Aux talens, à l’expérience, aux excellens principes de madame Campan, appartiennent sans doute les succès brillans et rapides qu’obtint l’institution de Saint-Germain. Toutefois on doit convenir qu’elle était merveilleusement favorisée par l’opinion. Rechercher, accueillir, seconder tous ceux qui avaient approché de la cour, c’était alors braver, humilier le pouvoir régnant ; et l’on sait si l’on s’est refusé jamais un pareil plaisir en France. J’étais bien jeune alors, et cette disposition des esprits, dans ceux qui m’entouraient, ne m’échappait point.
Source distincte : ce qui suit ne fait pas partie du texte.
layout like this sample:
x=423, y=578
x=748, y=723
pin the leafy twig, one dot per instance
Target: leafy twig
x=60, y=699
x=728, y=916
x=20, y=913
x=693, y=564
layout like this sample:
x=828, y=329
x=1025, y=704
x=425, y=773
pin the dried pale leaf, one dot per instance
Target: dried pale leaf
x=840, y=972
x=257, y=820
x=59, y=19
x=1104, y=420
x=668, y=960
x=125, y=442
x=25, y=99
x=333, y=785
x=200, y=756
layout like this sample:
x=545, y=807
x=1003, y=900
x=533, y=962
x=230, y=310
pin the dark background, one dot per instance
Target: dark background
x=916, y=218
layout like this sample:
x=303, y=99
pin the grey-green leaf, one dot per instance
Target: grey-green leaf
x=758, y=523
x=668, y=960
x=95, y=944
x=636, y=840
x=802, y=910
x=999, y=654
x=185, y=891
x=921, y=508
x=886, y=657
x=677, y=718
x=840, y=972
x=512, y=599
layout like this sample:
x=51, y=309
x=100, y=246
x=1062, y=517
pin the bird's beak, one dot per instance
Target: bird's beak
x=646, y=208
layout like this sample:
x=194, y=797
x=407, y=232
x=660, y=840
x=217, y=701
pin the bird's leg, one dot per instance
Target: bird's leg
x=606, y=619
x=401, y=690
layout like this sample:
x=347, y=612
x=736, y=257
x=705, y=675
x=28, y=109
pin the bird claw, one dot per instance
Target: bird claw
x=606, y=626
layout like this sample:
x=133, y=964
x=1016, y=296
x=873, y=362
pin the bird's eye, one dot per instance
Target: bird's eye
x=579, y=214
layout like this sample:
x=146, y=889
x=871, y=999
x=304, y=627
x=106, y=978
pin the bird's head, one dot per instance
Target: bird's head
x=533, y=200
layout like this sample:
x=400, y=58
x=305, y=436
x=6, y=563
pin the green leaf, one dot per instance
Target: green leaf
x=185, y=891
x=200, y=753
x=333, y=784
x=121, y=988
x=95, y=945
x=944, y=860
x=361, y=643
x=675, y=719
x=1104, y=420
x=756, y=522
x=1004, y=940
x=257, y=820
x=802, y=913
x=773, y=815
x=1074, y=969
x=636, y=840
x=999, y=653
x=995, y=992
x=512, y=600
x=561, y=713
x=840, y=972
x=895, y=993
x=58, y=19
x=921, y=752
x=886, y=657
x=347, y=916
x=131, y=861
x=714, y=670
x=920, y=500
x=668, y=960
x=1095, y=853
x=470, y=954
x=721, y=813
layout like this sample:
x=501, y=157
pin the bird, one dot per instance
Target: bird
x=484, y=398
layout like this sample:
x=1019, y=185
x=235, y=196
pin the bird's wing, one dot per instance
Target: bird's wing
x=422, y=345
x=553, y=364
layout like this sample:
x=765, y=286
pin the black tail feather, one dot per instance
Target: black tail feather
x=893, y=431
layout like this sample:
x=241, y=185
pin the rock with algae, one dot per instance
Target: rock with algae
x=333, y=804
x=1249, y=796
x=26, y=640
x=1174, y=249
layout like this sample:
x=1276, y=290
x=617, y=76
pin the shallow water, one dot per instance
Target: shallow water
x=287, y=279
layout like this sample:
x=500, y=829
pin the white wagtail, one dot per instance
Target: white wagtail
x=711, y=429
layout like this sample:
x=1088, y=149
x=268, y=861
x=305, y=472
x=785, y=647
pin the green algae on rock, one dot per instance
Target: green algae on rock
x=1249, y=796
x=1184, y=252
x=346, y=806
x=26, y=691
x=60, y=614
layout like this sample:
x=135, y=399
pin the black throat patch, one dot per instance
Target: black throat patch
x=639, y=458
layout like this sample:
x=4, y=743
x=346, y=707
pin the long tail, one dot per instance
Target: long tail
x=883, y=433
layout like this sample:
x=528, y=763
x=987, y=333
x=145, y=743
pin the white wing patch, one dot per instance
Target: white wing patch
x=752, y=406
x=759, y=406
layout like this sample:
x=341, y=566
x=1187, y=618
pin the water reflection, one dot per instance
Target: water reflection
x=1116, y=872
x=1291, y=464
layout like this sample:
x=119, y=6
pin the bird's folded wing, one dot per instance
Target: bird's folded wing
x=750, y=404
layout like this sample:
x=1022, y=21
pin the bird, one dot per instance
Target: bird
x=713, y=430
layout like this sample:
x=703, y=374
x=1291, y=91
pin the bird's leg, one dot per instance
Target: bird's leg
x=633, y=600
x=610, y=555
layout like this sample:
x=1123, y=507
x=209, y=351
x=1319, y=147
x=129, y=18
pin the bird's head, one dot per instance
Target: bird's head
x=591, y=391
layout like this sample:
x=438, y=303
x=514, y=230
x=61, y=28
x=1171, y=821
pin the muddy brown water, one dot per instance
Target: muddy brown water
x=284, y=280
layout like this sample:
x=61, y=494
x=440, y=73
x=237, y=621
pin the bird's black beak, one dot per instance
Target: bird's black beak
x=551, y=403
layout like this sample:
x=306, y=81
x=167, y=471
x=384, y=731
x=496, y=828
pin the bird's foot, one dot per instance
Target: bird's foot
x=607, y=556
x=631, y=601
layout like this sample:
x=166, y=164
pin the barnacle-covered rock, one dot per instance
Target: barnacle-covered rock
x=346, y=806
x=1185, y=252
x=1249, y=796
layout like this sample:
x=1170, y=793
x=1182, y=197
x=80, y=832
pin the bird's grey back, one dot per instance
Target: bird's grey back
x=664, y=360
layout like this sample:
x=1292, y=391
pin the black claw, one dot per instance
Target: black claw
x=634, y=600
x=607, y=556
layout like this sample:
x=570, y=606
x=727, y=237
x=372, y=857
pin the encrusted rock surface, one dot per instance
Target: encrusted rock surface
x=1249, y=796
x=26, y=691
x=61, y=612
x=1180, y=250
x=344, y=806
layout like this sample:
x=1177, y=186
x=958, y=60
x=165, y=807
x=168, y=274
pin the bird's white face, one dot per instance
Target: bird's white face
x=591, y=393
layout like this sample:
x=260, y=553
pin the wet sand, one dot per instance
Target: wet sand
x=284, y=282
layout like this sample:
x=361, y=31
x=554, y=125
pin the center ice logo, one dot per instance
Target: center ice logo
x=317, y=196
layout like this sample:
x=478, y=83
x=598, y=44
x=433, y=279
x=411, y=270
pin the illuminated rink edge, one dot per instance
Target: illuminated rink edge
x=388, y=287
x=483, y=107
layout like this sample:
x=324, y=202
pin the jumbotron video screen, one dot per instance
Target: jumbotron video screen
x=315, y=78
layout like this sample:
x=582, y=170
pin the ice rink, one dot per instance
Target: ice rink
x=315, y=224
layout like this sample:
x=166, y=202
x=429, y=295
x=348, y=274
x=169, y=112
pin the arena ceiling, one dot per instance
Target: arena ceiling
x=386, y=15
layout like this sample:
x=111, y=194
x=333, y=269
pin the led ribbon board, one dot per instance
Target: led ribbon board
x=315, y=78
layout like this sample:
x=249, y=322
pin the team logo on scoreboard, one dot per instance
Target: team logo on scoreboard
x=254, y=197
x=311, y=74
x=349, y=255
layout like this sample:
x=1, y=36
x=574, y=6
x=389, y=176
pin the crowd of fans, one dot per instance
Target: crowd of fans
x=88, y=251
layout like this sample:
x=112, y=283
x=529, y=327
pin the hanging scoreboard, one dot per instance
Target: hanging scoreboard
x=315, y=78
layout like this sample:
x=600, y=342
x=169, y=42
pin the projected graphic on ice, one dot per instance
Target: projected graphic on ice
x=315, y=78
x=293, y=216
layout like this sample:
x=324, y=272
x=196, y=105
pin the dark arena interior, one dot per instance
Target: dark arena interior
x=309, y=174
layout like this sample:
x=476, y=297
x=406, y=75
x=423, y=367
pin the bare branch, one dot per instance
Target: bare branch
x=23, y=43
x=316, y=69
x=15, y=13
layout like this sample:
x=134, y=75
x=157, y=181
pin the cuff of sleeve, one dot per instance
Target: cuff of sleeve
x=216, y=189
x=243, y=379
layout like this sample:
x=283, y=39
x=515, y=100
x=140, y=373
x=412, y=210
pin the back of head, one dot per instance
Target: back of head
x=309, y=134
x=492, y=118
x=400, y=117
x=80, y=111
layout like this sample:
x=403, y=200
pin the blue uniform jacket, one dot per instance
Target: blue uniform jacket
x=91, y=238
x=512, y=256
Toutes les fortunes avaient changé de mains, tous les rangs se trouvaient confondus par l’effet des secousses de la révolution : la société était comme une bibliothèque dont on aurait replacé les livres au hasard, après en avoir arraché les titres. Le grand seigneur, ruiné, dînait à la table de l’opulent fournisseur, et la marquise, brillante d’esprit et de grâce, était assise au bal à côté de l’épais parvenu. À défaut des distinctions et des dénominations anciennes que proscrivait le directoire, l’élégance des manières et la politesse du langage formaient une espèce d’aristocratie peu commune. La maison de Saint-Germain, dirigée par une femme qui avait le ton, le maintien, les habitudes et la conversation de la meilleure société, devenait, pour les jeunes

  1. Ce fragment est extrait d’un Mémoire dont Napoléon, dans les cent jours, a ordonné le dépôt aux archives du ministère des relations étrangères.